Un pays, le Kenya, a été meurtri dans sa chair : 148 personnes, dont 142 étudiants, ont été assassinées, le temps d’un soupir, par un commando djihadiste, jeudi 10 avril 2015, à Garissa, dans la province nord-est du pays.
L’université de Garissa, symbole de l’élévation culturelle pour un avenir meilleur, a été visée par ceux qui refusent de voir la raison et l’intelligence l’emporter. Les obscurantistes shebabs (insurgés somaliens) auront frappé au cœur de l’excellence intellectuelle, sapant la vie de ceux qui seraient un jour les bâtisseurs d’un monde plus juste. Ils ont tué par représailles, pour punir le Kenya d’envoyer ses troupes en Somalie ; ses armées expédiées pour contrôler la région et interdire les mouvances islamistes à reprendre Mogadiscio et la bande côtière ! En récupérant de tels lieux stratégiques les Shebabs pourraient réinstaurer leurs activités préférées : piratage, racket et taxation des populations locales.
Ils ont tué l’étudiant chrétien et préservé le musulman en profanant le lieu du multi confessionnalisme. L’incommensurable peine trempe ses racines dans le fait que le Kenya est un pays tout entier tourné vers l’éducation. Les parents se privent de tout pour financer les études des enfants et les faire sortir d’une condition de paysan.

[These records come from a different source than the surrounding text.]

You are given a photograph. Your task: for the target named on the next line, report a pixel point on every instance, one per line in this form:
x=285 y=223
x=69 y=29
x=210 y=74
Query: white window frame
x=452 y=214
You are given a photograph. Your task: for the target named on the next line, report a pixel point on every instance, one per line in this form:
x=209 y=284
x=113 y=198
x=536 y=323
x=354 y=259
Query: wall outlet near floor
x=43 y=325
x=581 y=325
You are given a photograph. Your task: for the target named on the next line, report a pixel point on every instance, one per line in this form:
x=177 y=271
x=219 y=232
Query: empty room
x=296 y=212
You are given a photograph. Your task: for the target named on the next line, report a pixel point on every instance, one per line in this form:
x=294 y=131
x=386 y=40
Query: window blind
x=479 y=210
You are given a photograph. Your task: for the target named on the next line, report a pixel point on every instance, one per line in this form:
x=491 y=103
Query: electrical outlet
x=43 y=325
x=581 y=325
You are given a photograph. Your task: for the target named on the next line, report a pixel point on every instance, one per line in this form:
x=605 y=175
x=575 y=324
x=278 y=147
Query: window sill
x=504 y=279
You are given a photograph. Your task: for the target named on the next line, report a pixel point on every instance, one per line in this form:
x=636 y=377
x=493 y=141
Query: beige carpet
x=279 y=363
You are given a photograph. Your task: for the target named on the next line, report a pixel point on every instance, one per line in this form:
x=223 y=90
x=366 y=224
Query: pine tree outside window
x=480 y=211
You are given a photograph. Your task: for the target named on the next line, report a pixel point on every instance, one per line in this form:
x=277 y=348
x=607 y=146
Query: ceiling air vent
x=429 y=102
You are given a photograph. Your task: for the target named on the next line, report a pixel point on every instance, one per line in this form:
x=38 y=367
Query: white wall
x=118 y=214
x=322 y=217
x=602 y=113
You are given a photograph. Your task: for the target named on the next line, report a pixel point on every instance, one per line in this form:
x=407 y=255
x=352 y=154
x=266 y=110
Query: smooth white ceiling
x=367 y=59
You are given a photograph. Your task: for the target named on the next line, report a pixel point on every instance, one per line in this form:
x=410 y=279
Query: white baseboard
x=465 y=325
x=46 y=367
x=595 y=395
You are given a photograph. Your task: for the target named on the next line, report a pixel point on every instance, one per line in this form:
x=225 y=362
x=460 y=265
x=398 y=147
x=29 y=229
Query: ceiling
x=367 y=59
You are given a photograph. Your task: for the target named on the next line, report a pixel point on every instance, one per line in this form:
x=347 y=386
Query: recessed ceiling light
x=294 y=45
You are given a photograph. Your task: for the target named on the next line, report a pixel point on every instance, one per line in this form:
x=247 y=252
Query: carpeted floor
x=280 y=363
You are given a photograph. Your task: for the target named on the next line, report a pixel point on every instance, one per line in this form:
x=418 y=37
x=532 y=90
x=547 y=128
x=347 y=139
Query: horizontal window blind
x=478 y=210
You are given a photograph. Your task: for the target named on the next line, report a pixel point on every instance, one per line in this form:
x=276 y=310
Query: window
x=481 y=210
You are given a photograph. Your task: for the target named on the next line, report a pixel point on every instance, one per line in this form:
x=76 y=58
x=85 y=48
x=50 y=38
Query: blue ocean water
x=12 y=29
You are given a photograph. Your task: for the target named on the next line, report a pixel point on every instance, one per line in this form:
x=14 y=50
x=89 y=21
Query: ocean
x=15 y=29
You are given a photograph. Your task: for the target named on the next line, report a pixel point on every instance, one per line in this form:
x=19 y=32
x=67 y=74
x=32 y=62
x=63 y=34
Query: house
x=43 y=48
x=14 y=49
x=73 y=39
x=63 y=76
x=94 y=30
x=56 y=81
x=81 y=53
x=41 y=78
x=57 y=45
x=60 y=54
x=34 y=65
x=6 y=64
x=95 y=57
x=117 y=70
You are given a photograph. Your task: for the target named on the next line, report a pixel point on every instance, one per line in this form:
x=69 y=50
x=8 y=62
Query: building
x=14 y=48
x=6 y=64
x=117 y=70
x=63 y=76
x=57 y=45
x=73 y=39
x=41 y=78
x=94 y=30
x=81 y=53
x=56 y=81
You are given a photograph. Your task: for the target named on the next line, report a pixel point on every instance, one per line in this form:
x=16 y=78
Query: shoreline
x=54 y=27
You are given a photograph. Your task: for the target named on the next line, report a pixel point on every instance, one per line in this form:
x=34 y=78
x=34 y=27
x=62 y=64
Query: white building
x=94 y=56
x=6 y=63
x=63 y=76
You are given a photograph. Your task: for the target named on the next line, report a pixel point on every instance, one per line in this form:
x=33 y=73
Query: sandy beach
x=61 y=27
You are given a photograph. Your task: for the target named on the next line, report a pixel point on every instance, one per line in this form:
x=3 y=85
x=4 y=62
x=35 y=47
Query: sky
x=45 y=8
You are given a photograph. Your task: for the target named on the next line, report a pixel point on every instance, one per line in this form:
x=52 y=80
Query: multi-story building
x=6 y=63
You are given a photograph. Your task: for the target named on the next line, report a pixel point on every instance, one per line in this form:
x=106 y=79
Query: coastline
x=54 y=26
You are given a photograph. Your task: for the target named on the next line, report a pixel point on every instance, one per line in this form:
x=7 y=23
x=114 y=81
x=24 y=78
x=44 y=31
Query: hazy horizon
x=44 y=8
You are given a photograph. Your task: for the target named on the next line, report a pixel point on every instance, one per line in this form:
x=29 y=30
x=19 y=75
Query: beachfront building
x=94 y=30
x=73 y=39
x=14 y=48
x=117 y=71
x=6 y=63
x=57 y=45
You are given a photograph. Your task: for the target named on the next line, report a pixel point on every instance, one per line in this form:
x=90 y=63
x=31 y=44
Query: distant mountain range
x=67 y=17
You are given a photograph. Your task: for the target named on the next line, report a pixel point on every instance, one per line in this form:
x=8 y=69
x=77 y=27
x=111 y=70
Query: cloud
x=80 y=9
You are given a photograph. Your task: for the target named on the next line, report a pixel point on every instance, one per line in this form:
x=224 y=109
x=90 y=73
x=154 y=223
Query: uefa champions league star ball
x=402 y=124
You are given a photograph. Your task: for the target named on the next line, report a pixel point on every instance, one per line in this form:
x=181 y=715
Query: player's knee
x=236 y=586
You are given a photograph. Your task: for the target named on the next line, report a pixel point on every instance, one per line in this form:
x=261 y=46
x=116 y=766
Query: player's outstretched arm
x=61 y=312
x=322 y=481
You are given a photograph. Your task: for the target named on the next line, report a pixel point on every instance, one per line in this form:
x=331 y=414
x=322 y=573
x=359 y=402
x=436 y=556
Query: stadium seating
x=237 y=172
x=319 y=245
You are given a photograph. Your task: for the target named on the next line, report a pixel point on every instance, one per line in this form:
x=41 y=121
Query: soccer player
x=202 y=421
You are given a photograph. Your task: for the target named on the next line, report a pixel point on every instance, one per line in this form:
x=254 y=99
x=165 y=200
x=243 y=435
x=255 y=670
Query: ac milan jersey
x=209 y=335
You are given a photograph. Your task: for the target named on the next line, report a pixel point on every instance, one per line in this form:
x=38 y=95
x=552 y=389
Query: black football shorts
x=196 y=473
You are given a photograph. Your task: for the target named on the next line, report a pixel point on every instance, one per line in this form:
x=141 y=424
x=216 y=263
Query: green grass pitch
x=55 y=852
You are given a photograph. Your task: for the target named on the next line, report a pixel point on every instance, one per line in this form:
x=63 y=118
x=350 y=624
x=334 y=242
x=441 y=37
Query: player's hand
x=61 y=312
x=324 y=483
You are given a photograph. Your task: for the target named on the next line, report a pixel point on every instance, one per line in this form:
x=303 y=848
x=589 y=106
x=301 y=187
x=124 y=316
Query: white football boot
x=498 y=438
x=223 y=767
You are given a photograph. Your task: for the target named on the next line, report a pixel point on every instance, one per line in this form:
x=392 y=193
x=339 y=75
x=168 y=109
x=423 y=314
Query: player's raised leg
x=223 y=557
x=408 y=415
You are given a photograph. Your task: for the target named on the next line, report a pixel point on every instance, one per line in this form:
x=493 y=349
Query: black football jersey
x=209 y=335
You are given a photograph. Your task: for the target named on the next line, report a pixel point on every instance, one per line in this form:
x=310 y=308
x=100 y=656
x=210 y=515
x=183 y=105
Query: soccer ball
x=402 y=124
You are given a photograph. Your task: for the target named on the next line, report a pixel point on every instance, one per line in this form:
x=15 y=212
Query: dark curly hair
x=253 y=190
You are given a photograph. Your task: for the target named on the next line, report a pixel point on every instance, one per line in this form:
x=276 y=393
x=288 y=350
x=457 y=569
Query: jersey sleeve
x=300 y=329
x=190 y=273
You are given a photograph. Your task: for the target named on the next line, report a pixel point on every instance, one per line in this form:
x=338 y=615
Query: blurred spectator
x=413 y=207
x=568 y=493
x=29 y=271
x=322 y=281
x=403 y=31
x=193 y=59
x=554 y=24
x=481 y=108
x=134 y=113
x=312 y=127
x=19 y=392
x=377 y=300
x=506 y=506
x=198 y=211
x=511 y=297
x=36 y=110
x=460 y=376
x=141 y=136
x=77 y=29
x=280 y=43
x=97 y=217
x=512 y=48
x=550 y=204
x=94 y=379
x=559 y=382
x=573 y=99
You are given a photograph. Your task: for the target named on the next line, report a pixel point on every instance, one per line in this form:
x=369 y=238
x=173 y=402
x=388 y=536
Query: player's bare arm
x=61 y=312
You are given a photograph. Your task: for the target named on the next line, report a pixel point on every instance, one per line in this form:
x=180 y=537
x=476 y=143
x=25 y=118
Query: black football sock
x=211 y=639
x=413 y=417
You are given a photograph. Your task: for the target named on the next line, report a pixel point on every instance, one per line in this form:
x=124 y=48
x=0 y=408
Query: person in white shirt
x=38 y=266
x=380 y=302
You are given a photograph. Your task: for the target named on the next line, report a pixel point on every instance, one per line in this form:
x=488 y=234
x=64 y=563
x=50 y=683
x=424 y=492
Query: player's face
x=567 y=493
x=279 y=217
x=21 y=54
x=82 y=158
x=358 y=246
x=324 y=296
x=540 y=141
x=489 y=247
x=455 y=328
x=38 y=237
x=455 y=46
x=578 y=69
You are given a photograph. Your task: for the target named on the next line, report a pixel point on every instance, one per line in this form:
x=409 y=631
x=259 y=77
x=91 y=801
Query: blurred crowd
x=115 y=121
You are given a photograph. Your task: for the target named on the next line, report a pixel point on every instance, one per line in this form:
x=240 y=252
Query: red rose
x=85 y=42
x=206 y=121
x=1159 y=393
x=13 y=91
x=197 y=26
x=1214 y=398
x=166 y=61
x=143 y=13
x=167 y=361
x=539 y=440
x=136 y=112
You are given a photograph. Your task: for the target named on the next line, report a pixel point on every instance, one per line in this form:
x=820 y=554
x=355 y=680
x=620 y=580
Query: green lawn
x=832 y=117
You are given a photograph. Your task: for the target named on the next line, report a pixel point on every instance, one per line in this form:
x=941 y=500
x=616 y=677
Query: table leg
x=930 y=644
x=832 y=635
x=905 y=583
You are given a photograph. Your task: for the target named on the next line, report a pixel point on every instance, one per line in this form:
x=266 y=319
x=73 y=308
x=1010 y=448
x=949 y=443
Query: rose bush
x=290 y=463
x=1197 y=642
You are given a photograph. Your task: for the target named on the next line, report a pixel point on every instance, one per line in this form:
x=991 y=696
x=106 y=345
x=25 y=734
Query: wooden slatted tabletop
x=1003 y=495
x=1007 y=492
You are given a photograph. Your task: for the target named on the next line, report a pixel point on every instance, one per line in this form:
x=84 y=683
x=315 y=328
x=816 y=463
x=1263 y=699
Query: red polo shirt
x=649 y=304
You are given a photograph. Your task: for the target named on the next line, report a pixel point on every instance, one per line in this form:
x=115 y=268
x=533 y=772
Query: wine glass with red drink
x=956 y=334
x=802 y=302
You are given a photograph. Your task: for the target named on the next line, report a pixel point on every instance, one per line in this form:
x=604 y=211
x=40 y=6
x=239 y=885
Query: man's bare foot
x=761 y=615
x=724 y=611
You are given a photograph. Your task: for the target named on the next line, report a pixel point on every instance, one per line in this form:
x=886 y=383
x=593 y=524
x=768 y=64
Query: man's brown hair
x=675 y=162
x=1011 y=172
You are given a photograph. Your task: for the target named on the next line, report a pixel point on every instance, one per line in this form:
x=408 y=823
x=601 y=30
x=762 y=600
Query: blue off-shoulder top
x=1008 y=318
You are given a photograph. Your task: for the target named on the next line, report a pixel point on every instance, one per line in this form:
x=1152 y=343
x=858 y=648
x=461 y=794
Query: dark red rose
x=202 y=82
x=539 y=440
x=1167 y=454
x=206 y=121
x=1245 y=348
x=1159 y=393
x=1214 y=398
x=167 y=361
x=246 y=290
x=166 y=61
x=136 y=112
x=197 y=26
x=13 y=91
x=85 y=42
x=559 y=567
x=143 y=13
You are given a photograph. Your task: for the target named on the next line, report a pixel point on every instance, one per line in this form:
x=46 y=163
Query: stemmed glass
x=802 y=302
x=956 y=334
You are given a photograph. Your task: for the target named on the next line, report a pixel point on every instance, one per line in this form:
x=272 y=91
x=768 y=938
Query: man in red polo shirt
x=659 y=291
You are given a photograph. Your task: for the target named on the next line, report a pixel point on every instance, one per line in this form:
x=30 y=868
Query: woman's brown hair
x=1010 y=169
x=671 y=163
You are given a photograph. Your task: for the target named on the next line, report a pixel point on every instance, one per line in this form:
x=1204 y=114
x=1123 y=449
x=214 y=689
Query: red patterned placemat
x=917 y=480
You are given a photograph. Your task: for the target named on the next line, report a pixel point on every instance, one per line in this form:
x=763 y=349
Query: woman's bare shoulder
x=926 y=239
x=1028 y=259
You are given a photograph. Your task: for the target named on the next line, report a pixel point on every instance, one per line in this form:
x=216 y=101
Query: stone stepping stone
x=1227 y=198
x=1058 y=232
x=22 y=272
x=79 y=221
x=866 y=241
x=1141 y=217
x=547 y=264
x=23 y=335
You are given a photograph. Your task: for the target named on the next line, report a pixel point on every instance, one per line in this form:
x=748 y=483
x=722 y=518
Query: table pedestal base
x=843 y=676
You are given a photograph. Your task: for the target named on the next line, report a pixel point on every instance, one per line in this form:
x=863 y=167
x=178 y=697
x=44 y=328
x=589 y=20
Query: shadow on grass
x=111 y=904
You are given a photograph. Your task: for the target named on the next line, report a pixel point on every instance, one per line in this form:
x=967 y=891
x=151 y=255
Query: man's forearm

Garissa, qui appartenaient jadis à la Somalie (les Britanniques avaient tracé arbitrairement une ligne entre Somalie et Kenya), pleure ses étudiants dans le fracas du monde.
Ailleurs l’émotion ne perle que sporadiquement. Le Pape François a, certes, attiré l’attention sur l’indifférence face au massacre mais l’esprit de Charlie ne souffle plus. Aucune grande marche pour communier dans la compassion.
Les réseaux sociaux s’enflamment par velléités notoires mais insuffisantes. Le sang des 142 étudiants a déjà séché dans l’histoire que d’autres rendez-vous malmènent (les drames de migrants en Méditerranée) !
Du Kenya on n’évoquera que son champion, Mark Korir, vainqueur du dernier marathon de Paris en 2 h 5mn et 48 secondes.
Le long des 42,195 km Korir aura-t-il eu, dans la constante de son effort, une pensée pour ses compatriotes sacrifiés sur l’autel de la monstruosité ? Le safari sanglant sur les terres kényanes Par les chasseurs shebabs de Somalie surgis Transforma Garissa en morbide savane Jonché de pauvres corps dans leur jeunesse pris.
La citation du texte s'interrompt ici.